閑話 幼い日の思い出

「はあ、はぁ……殺さず傷だけつけて人間のところまで誘導するのも楽じゃないね」

 僕は手に残った氷の欠片を消しながら戻った泉に体を沈める。

 氷の妖精いたずら、それが僕の名前だ。神様が、地上の調整や視察として創り出した、短い命の生命体。

「もうすぐ会えるんだから、せめてお礼のごちそうくらいしなくちゃね。」

 か細いつぶやきは、かすれて風に溶けていく。

 きちんと泉に体を沈めているはずなのに、なかなか消耗した力が回復しない。

「多分、これが最後のあいさつになるから……。」

 もうすぐ自分がここにいられる最後の春だ。そして、幸運にもあの子が森に来れる春だ。

「あの日の君が、懐かしいよ。……僕のこと、覚えているかな」


 **********


「ねえ、君、なんで泣いてるの?」

 木立の中、泣きじゃくる一人の少女。その顔の辺りで、浮遊する妖精の光。

「みんなとはぐれちゃった……はぐれちゃったの……。」

 どうやら、この少女は森で仲間からはぐれたらしい。

 目元を淡く染めながら涙を流す少女に、光はあっけらかんと明るく答える。


「なんだあ、それならもうすこししたら来るから大丈夫だよ。」

「……ホント?」

「うん、ほんと。ねえ、その涙ってやつ、もらってもいい?神様の大好物なんだよね。」

「え?」

「ちょっとじっとしてて」

 少女があっけにとられているうちに、妖精の指先から放たれた小さな冷気の帯が少女の頬を伝う光る粒を固めていく。
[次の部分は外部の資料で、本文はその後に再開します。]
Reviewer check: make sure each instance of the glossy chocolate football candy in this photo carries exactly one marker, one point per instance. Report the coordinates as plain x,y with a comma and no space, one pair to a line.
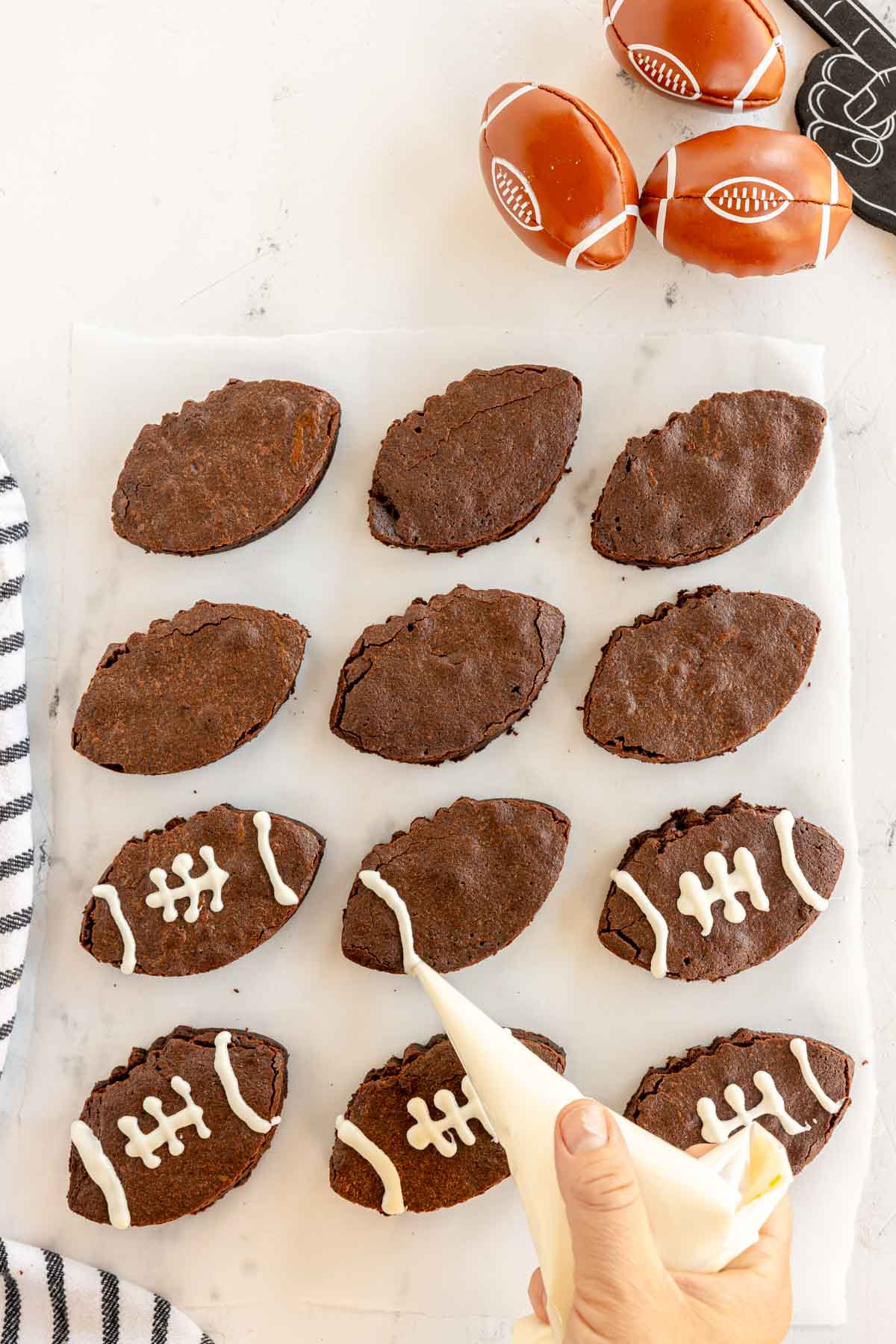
558,176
 固まったそのいくつかを、どこからか取り出したビンに詰めると、妖精はそれを満足そうに眺めた。

「よし、これでいい。」

「きれい……。」

 日の光を乱反射させるその欠片は、幼い子供にとってもそれはとても美しい物だと分かる。

「ねえ、いいものあげる。」

「え、……?」

 いたずらに笑う妖精が、つい、と指を振ると美しい淡い青の結晶が現れた。

「僕と君が会えた偶然をね、君たちの言い方で奇跡っていうらしいんだ。これは君に会えてうれしかったから、そのお礼だよ」

 幼子には、その言葉はあまりよく分からなかった。それでも、奇跡、という言葉はよく周りの人が自分にかけてくれる言葉だということは分かった。

「別に、みんなが思ってるだけで私は何も、」

「そういうところが奇跡なんだよ。はい、これあげる。」

 幼子の掌に、コロンとその結晶が転がる。

「そろそろ時間切れだ。じゃあね。」

「あ、待って……。……行っちゃった。」

 掌に、ころんと転がる青い結晶。妖精が消えていった木の間には、なにもない。

「ありがとう、って言いたかったのに……。」


 気が付けば、後ろから自分を探す声が聞こえた。

 結晶をポケットにしまい込んで、声に向かって走り出す。

 幻のようなひと時を現実だと証明する結晶はポケットの中に大事にしまい込まれた。

 それを知っているのは、その時、その場所にいた、たったふたりだけ。

 二人だけの、淡い秘密だった。